Freitag, 31. Mai 2013

Zu Besuch bei Freunden


Geschichten von Heimat und neuer Welt, 
vom Anderssein und Ankommen

Lange nicht gesehen
 
Am Sonntag bin ich bei Hüma eingeladen. Wir haben zusammen Abitur gemacht, Hüma war damals nach der zehnten von der Realschule zu uns aufs Gymnasium gekommen. Es war nicht immer leicht für sie, aber sie war zielstrebig und hat sich durchgeboxt. Nach der Schule bin ich weg und sie hat in [unserer Stadt] Mathe und Sport auf Lehramt studiert, eine Zusatzausbildung in Reformpädagogik absolviert, Yasin kennen gelernt, sich verliebt, verlobt, verheiratet. Dann ist sie zu ihm nach [andere Stadt in Deutschland] gezogen, hat dort ihr Referendariat absolviert und begonnen, als Lehrerin zu arbeiten.
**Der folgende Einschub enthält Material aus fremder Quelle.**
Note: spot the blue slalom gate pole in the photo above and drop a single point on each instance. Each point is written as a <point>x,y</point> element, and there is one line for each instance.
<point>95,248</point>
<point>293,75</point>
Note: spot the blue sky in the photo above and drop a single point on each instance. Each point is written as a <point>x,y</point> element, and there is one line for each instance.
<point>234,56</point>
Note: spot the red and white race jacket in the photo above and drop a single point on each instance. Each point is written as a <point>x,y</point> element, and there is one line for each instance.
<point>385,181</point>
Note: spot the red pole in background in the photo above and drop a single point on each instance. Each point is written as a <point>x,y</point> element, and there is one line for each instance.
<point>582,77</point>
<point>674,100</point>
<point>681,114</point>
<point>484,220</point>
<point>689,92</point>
Ich war nicht mehr in Deutschland, sie nicht mehr in [der Stadt, aus der wir kommen], wir haben uns nicht oft gesehen in den letzten Jahren.
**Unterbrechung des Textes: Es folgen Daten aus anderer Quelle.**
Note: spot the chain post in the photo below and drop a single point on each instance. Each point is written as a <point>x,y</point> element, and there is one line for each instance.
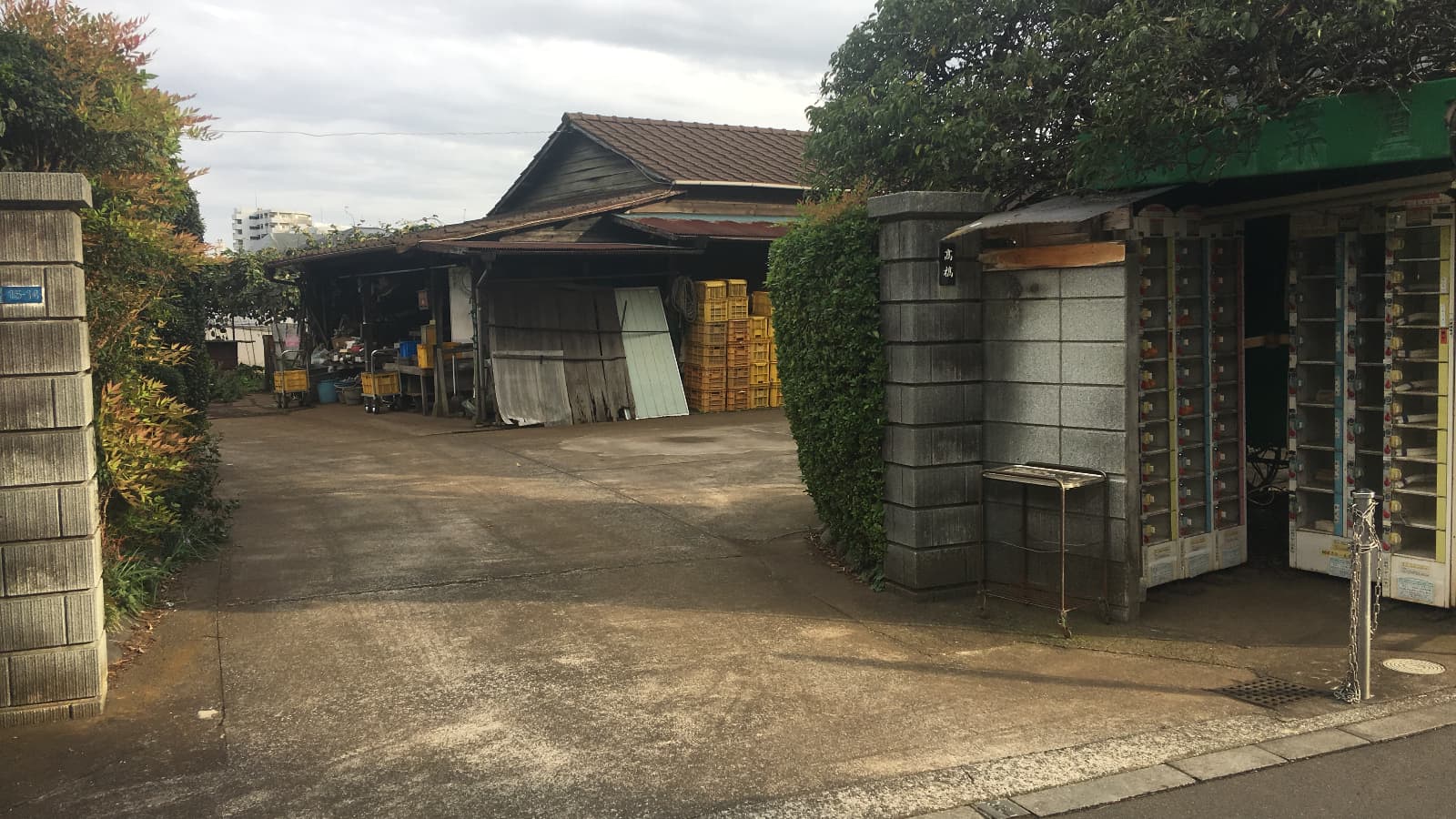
<point>1365,591</point>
Weißer Käse, Rührei, Mangosaft, Nutella

Als wir jetzt beide zur gleichen Zeit in [unserer Stadt] waren, war klar, wir müssen uns sehen. Bis wir uns erreicht haben, war es später Samstagabend, zwölf Stunden später standen das Lieschen und ich bei ihrer Familie auf der Matte. Ihre Mutter, ganz jung und sehr hübsch, öffnet uns die Tür, es werden alle begrüßt, das Lieschen bestaunt und Hümas Tochter, die erst einige Monate alt ist, bewundert. Es gibt kaum etwas besseres als ein türkisches Frühstück, und da sitzen wir dann zusammen im Esszimmer, Hümas Vater, ihre Mutter, Yasin, sie, das Lieschen, ich - das Baby wird rumgereicht. Weißer Käse, gelber Käse, Rohkost, Rühreier, Kartoffelsalat mit Sucuk, Tomaten-Mozzarella-Salat, Nutella für das Lieschen, in Scheiben geschnittene Orange und gestückelte Ananas für alle anderen, dazu Mangosaft und schwarzen Tee. So richtig Türkisch ist das zwar nicht, aber Hauptsache lecker.

Alte und neue Geschichten

Wir essen, lachen und erzählen von früher. Ich kenne quasi Hümas ganze Großfamilie, weil ich in einem Sommer vor vielen Jahren, als wir beide noch an der Uni waren, mal mit ihnen in den Urlaub in die Türkei mitgefahren sind. Und ein paar Jahre später, als ich in Frankreich studierte, und Yasin zufälligerweise auch gerade ein Auslandssemester in der gleichen französischen Stadt einlegte, kamen Hüma und ihre Mutter zu Besuch. Es gibt viele alte Geschichten, die wir uns wieder erzählen können. Und neue auch. Da ist das Lieschen, die kleine Tochter Hümas, mein Leben in London, und Hümas und Yasins bevorstehender Umzug.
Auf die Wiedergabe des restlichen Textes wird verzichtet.